How does gbs happen

Content on WhatAnswers is provided "as is" for informational purposes. While we strive for accuracy, we make no guarantees. Content is AI-assisted and should not be used as professional advice.

Last updated: April 8, 2026

Quick Answer: Guillain-Barré syndrome (GBS) is an autoimmune disorder where the immune system attacks peripheral nerves, typically triggered by infections like Campylobacter jejuni (30-40% of cases) or viral illnesses. It causes rapid-onset muscle weakness, often starting in the legs and spreading upward, with about 20-30% of patients requiring mechanical ventilation due to respiratory muscle involvement. Most cases occur within days to weeks after an infection, and treatment includes intravenous immunoglobulin or plasma exchange to reduce severity.

Key Facts

GBS affects 1-2 people per 100,000 annually worldwide
Campylobacter jejuni infection precedes 30-40% of GBS cases
About 20-30% of patients require mechanical ventilation
Most patients (60-80%) recover fully within 6-12 months
First described by French physicians Georges Guillain and Jean Barré in 1916

Overview

Guillain-Barré syndrome (GBS) is a rare but serious autoimmune disorder that affects the peripheral nervous system, causing rapid muscle weakness and sometimes paralysis. First described in 1916 by French neurologists Georges Guillain and Jean Barré, along with their colleague André Strohl, the condition was initially called "acute inflammatory polyneuritis." GBS occurs worldwide, affecting approximately 1-2 people per 100,000 annually, with no significant gender or age predilection, though incidence increases slightly with age. The syndrome gained public attention during the 1976 U.S. swine flu vaccination campaign when a small increased risk was observed, though subsequent studies show most vaccines carry minimal risk. Historically, mortality rates were as high as 25% before modern intensive care, but today they've dropped to 3-7% in developed countries with proper treatment.

How It Works

GBS occurs when the body's immune system mistakenly attacks the peripheral nerves, specifically targeting the myelin sheath (the protective covering of nerve fibers) or, in some variants, the nerve axons themselves.

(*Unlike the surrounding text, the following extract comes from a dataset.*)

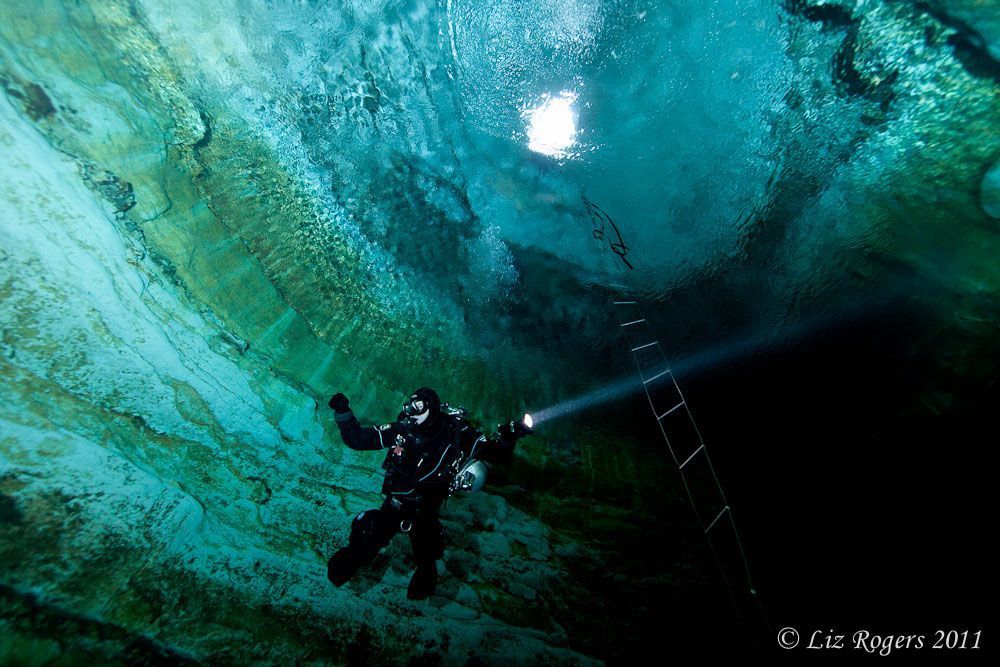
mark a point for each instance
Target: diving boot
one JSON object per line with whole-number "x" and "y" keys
{"x": 424, "y": 581}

This autoimmune response is typically triggered by a preceding infection, most commonly Campylobacter jejuni bacteria (responsible for 30-40% of cases), but also by viruses like cytomegalovirus, Epstein-Barr virus, or Zika virus. The immune system produces antibodies that cross-react with nerve components through molecular mimicry—where bacterial or viral antigens resemble nerve tissue proteins. This leads to inflammation, demyelination (damage to the myelin sheath), and impaired nerve signal transmission. Symptoms usually begin with tingling and weakness in the legs that spreads upward over hours to days, potentially affecting respiratory muscles. Diagnosis involves clinical examination, nerve conduction studies, and cerebrospinal fluid analysis showing elevated protein without increased white cells.

Why It Matters

GBS matters because it represents one of the most common causes of acute neuromuscular paralysis worldwide, with significant healthcare implications. Approximately 20-30% of patients require mechanical ventilation due to respiratory failure, making intensive care management crucial. While most patients (60-80%) recover fully within 6-12 months, about 20% experience persistent disability, and 3-7% die despite treatment. The condition has important public health connections, as seen with Zika virus outbreaks where GBS incidence increased 20-fold in affected regions. Understanding GBS mechanisms helps develop better treatments like intravenous immunoglobulin and plasma exchange, which reduce disability when administered early. Research continues on vaccines' rare association with GBS (estimated 1-2 additional cases per million flu vaccine doses) to ensure vaccine safety while maintaining public confidence in immunization programs.